Although it is a man’s world, run by men, the subject of masculinity is passed over in silence in many cultures, and subjected to the hastiest judgments in many others. Lost, between doting and impatience, is a helpful understanding of one half of humanity.
So a short story collection that promises to “deftly capture... the world of men; the desires that drive them, and the impulses which bring them down” is instantly eye-catching. And when it is titled Immoderate Men, one’s expectation is that it will illuminate the radical nature of masculinity, which is capable of rising to incredible feats and sinking to a wretchedness that is difficult to believe unless one is a man oneself – and even then.
Pulling a Ferrante
Now, the author of this collection has kept his or her identity a secret, adopting the pseudonym of “Shikhandin”, which calls to mind the famously gender-fluid Shikhandi of the Mahabharata. But whether we are reading a woman or a man, the gaze we are introduced to is feminised to an unwise degree.
Far from getting a glimpse of “immoderate” men, we see only highly moderated and emotionally confined men, who neither blossom nor wither in any visible way. The result is a falsity that is exactly converse to the male stereotyping of women, one we are all familiar with, which casts them as either femme fatales or greatly virginal. Nevertheless, this gaze (like that gaze) is authentic, and its shortcomings are not malicious.
For one thing, the collection really is all about men; the theme has not been forced upon it. The stories dwell upon a variety of mostly middle-class Bengali men, young and old, in rural and urban settings.

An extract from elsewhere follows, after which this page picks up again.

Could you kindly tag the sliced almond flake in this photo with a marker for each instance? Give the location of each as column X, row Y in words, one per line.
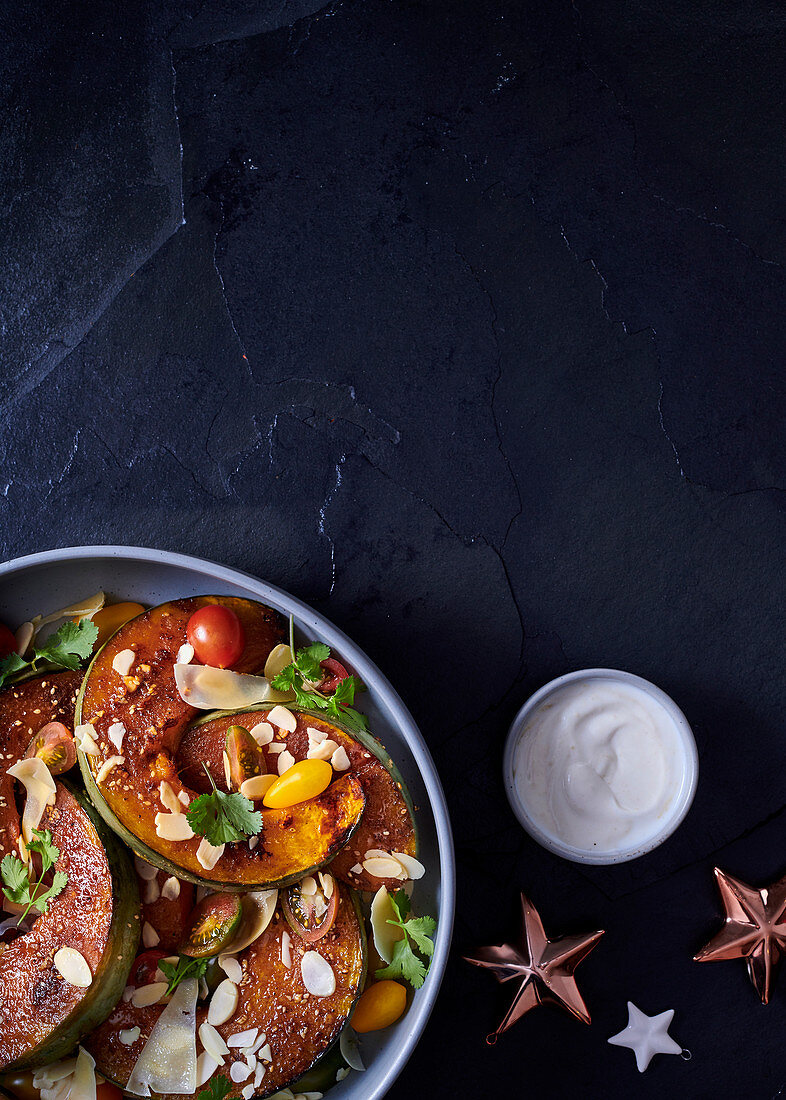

There is a householder consumed with anxiety over preparing the perfect feast for his son-law, a hen-pecked civil servant whose only happiness is in growing roses, a grandfather struggling to raise his grandchildren after an epidemic has taken their parents, a tentative young man hopelessly in love with a free-spirited girl, and others, who tend to have in common the predicament of being overwhelmed by their circumstances. They neither win any sublime victories nor cynically embrace despair, as grown men do, but remain paralysed instead with choked and welled-up emotions that are typical of very young boys. Sample these passages, from different stories in this collection:
He lies down on the ground beneath his roses, on his back gazing at the sky, now a benign blue above him...The scent of roses descends, heavy and inviting. He turns over and buries his face into the soil.
We understood, but did not utter the words that sat like stones in our throat, corking up the agitation within.
Old sorrows and a half-digested lump of anguish heaves in his breast. The pain grows intolerable after a while and the bitter tears roll down his cheeks.
Sardarji shook his head and sat tight behind the wheel... Patwari said nothing. He simply bent his head and inhaled deeply.
Nityananda stood there taking it all in, and felt his heart cracking under the weight of sorrow. His eyes stung, but the tears remained unshed.
And so on. Meanwhile, it is Shikhandin’s women who are dynamic, whether in creating trouble or resolving it. They, variously, seek their pleasure, torment their husbands, comfort the men and move the plot.
The contrast is made especially stark in the story, “Hijras on the Highway”, where a young woman in trouble receives no help from the men on a bus. This is not because they don’t want to help, but because they are timid and self-conscious – while the women gather together and come to her rescue, in an almost filmi fashion.
Not deep enough
Now, I don’t doubt that all this is well-observed, and in a sense, true to life. It dovetails with the clichés about effete Bengali men, but we may accept that clichés exist for a reason. Yet, the same holds good for, say, the femme fatales of hard-boiled thrillers – they too are well-observed and founded on some reality. However, it is a lazily understood reality, because the actual tendencies of people’s characters are discovered beneath the surface – if one cares to make the effort.
Moreover, neither mannequin-like women nor watered-down men justify entire books about them. What they do yield is a guilty pleasure for those writers and readers who are so inclined.
Consequently, there are a fair few weak stories in this collection, mere flights of fancy, clunkily put together, that call to mind creative writing exercises from high school. But there is also evidence of much greater literary skill.
Shikhandin has a grasp of the occult, of striking imagery and unexpected synergies, which are crucial to the short story form in particular – that, which is “something glimpsed from the corner of the eye in passing”, as VS Pritchett put it. There are stories here that offer up significant impressions, powerfully imagined, as in this passage, from “Stolen Spoons”, where the writing does not falter:
She has extended an arm now, full length, towards him, while the other lags behind like a reluctant partner in crime. He sees her raised hand, its palm spread open, hanging in the thin as sheet air between them. And just as suddenly, like all the impulses, actions and thoughts that have taken hold of this unusual day, he sees not her hand, but something else: a dead bird suspended motionless between them, about to drop dead in mid-flight.
Finally, it is also to Shikhandin’s credit that this book about men does not lapse into any hatred of men, which is not an easy feat in the times we live in. But the subtle condescension, and the lack of rigour, weaken what could have been a fine collection, and remains a very readable one.
Immoderate Men, Shikhandin, Speaking Tiger.